Durchfall gehört zu den häufigsten und einschränkendsten Symptomen des Reizdarmsyndroms. Sehr häufig sind Nahrungsmittelallergien und Mastzellaktivierung an der Genese beteiligt. Bild: Michael Ottersbach/pixelio.de
Durchfall gehört zu den häufigsten und einschränkendsten Symptomen des Reizdarmsyndroms. Sehr häufig sind Nahrungsmittelallergien und Mastzellaktivierung an der Genese beteiligt. Bild: Michael Ottersbach/pixelio.de

Jeder Morgen beginnt für viele Menschen mit einem Gang zur Toilette. Einige brauchen erst ein Frühstück, die anderen einen kräftigen Kaffee und so mancher nimmt sich seine Tageszeitung zum gemütlichen Schmökern mit.
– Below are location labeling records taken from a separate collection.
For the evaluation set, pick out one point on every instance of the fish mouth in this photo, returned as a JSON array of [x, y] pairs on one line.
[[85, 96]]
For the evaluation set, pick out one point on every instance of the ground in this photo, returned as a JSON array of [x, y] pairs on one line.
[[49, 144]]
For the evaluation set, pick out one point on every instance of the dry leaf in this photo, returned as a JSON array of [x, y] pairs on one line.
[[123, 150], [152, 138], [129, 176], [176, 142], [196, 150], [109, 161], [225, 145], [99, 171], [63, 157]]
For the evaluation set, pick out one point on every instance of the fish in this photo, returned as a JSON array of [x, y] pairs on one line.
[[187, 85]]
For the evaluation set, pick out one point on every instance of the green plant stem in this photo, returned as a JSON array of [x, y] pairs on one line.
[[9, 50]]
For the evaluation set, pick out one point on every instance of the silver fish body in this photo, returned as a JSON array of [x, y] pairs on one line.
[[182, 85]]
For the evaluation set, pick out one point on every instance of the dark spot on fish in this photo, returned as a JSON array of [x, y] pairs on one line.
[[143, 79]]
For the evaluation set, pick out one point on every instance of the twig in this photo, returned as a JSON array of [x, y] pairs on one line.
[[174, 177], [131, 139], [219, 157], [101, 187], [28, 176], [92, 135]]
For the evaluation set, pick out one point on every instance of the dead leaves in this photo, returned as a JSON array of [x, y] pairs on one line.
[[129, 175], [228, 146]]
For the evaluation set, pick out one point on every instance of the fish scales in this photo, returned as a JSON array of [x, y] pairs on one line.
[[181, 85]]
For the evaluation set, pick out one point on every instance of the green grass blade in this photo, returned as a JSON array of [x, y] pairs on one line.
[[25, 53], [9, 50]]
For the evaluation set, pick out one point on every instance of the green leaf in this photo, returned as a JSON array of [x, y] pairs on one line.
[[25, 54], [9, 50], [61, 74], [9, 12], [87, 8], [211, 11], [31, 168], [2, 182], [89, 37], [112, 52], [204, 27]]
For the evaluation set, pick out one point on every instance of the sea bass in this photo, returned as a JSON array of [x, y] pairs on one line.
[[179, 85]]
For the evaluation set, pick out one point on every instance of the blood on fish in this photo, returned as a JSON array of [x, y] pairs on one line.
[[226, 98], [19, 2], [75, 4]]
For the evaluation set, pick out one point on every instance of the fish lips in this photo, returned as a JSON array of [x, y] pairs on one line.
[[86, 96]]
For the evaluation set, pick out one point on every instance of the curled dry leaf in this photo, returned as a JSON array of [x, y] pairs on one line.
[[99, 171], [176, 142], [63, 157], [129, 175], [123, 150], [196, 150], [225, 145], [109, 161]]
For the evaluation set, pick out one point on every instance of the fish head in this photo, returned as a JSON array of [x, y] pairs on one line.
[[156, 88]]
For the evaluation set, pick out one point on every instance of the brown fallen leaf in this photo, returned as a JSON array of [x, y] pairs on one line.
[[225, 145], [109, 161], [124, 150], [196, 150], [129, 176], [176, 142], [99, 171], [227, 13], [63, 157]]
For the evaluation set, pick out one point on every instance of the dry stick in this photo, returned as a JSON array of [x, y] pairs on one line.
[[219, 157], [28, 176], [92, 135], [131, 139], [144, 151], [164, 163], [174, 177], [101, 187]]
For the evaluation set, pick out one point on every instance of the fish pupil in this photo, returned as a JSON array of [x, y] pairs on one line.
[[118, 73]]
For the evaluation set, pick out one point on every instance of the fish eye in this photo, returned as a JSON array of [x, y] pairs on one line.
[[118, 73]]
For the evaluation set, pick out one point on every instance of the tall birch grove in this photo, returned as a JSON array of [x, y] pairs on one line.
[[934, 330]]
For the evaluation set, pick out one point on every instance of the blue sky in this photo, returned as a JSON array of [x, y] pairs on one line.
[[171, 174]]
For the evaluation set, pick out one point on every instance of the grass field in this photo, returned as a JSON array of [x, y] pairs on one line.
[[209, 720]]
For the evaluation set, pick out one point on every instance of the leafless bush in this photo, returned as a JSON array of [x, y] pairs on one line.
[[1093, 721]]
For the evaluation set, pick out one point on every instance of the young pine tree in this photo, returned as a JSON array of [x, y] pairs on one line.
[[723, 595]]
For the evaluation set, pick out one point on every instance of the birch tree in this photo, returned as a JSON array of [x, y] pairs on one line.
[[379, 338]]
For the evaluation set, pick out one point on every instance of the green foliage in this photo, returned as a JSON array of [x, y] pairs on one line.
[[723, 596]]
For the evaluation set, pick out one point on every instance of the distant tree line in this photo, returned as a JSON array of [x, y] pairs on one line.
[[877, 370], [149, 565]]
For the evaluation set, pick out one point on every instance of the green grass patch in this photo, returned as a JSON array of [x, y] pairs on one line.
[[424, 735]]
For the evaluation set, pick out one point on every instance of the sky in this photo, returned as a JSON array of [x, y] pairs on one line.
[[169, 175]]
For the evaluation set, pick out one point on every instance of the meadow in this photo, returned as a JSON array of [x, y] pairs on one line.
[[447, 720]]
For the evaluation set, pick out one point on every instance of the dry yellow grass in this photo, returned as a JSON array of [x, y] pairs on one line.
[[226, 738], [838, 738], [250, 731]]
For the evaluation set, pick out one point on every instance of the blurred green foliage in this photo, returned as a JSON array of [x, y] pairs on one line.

Denn "Geschäftszeit"  ist Ruhezeit - aber nicht für uns Darmpatienten mit chronischem Durchfall. Wir brauchen weder einen Kaffee, noch können wir den Vorgang mal so eben - quasi routinemäßig - vollziehen. Viele von uns werden von Schmerzen und Krämpfen auf das "stille Örtchen" getrieben und so "still" wie in dieser Metapher geht es dann oft auch nicht zu. Sehen wir dem Übel ins Auge: Durchfall ist unangenehm, peinlich, geht oft mit Schmerzen einher, riecht und klingt "auffällig" und ist manchmal sogar noch mit anderen Symptomen verbunden, Übelkeit zum Beispiel.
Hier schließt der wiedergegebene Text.